L’Afrique du Sud tente une troisième fois de faire adopter son budget pour combler un déficit de 4,1 milliards de dollars
L’Afrique du Sud tente une troisième fois de faire adopter son budget pour combler un déficit de 4,1 milliards de dollars

JOHANNESBURG, 16 mai 2025 — Le ministre sud-africain des Finances, Enoch Godongwana, présentera mardi 21 mai au Parlement une nouvelle version du budget national, dans une tentative cruciale pour résoudre une impasse politique qui a déjà fait échouer deux tentatives précédentes. Cette troisième proposition vise à combler un déficit de 75 milliards de rands (environ 4,1 milliards de dollars), conséquence de l’abandon d’un projet d’augmentation de la taxe sur la valeur ajoutée (TVA).

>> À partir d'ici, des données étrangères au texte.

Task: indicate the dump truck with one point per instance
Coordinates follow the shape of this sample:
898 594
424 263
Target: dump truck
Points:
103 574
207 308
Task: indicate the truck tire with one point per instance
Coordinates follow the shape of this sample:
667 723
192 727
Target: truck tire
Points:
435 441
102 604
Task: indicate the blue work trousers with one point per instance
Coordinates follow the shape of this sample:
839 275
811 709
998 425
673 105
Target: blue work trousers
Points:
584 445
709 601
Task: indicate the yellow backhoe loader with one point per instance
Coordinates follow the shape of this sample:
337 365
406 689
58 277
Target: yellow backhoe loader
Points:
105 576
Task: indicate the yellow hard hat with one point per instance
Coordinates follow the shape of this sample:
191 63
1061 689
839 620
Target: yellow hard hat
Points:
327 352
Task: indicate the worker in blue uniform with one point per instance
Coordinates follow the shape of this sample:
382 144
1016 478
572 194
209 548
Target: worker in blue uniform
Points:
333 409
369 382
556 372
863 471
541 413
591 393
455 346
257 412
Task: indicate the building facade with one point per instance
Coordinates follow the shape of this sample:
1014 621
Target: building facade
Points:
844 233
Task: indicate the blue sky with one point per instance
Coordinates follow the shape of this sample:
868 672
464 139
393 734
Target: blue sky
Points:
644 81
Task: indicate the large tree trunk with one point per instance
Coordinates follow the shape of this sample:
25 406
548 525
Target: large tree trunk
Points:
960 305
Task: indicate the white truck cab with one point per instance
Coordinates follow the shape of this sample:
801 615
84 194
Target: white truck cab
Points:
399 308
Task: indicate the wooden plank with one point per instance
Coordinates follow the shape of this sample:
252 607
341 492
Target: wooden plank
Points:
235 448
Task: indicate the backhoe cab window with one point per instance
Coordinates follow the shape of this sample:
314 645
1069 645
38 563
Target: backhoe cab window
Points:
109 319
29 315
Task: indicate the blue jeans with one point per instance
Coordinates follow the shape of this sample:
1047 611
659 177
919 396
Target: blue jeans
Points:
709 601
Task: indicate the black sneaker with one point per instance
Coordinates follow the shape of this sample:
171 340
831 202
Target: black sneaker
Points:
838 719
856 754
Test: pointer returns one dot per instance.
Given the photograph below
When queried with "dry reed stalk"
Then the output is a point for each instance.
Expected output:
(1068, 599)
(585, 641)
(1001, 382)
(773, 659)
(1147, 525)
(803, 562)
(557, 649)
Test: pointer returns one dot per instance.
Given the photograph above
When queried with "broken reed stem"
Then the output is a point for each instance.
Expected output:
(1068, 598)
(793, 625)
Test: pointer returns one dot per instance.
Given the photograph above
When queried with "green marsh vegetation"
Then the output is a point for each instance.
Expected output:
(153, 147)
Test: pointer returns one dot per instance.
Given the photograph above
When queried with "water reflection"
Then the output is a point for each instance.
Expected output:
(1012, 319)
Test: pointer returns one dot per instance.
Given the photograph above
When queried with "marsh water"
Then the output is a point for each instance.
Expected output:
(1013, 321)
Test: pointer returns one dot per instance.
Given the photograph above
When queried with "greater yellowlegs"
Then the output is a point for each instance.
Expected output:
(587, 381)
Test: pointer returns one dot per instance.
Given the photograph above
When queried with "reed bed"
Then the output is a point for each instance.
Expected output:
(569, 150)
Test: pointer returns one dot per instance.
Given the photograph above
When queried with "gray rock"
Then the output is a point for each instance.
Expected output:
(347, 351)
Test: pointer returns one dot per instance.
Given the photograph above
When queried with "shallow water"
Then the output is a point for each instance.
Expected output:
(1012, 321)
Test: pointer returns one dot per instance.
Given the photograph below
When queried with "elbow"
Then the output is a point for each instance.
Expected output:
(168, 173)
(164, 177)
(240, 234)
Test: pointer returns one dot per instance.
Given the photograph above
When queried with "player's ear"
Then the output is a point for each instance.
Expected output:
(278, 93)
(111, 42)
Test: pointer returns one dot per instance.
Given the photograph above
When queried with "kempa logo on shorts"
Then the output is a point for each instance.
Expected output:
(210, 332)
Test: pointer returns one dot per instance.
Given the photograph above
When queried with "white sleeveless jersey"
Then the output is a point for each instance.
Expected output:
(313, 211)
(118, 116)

Le retrait de la hausse de la TVA, initialement prévue pour stabiliser la dette publique, a été imposé par des désaccords persistants entre les partis membres de la coalition au pouvoir. Ce contexte inédit de gouvernance multipartite, né de la perte de majorité du Congrès national africain (ANC) lors des dernières élections, complique considérablement les décisions budgétaires. La première mouture du budget, présentée en février, avait été rejetée par l’Alliance démocratique (DA), le deuxième plus grand parti, qui s’opposait à une hausse de deux points de TVA. Une proposition modifiée, étalant l’augmentation sur deux ans, a également été contestée devant les tribunaux.

Pour combler le trou laissé dans les finances publiques, Godongwana pourrait miser sur une combinaison de réductions de dépenses et de recettes fiscales meilleures qu’attendu. En avril, l’agence fiscale sud-africaine a annoncé avoir collecté près de 9 milliards de rands au-delà des prévisions, offrant un léger répit. Certains économistes, dont Jeffrey Schultz de BNP Paribas, restent optimistes quant à la capacité du gouvernement à maintenir un excédent budgétaire primaire à moyen terme.

Le Trésor sud-africain pourrait également puiser dans les réserves d’or et de devises, qui s’élevaient à 390 milliards de rands fin avril. Ces fonds, constitués notamment de gains de valorisation sur les avoirs en or — en hausse de 6 % le mois dernier — peuvent être utilisés sans aval parlementaire, une option soutenue par plusieurs groupes de la société civile.

Toutefois, des incertitudes demeurent. Si le Parlement échoue une nouvelle fois à adopter le budget, le gouvernement ne pourra engager que jusqu’à 45 % des dépenses prévues l’année précédente. Au-delà, des coupes brutales pourraient frapper les services publics essentiels et les aides aux entreprises publiques, comme l’énergéticien Eskom, déjà en difficulté.

Ce budget est également scruté de près par les agences de notation. S&P Global Ratings, qui évalue actuellement la note de l’Afrique du Sud avec une perspective positive, doit rendre son verdict ce vendredi. Une adoption budgétaire réussie et crédible pourrait entraîner une amélioration de la note souveraine du pays — la première depuis près de vingt ans — tandis qu’un nouvel échec pourrait alourdir les coûts d’emprunt et refroidir l’intérêt des investisseurs pour les actifs sud-africains.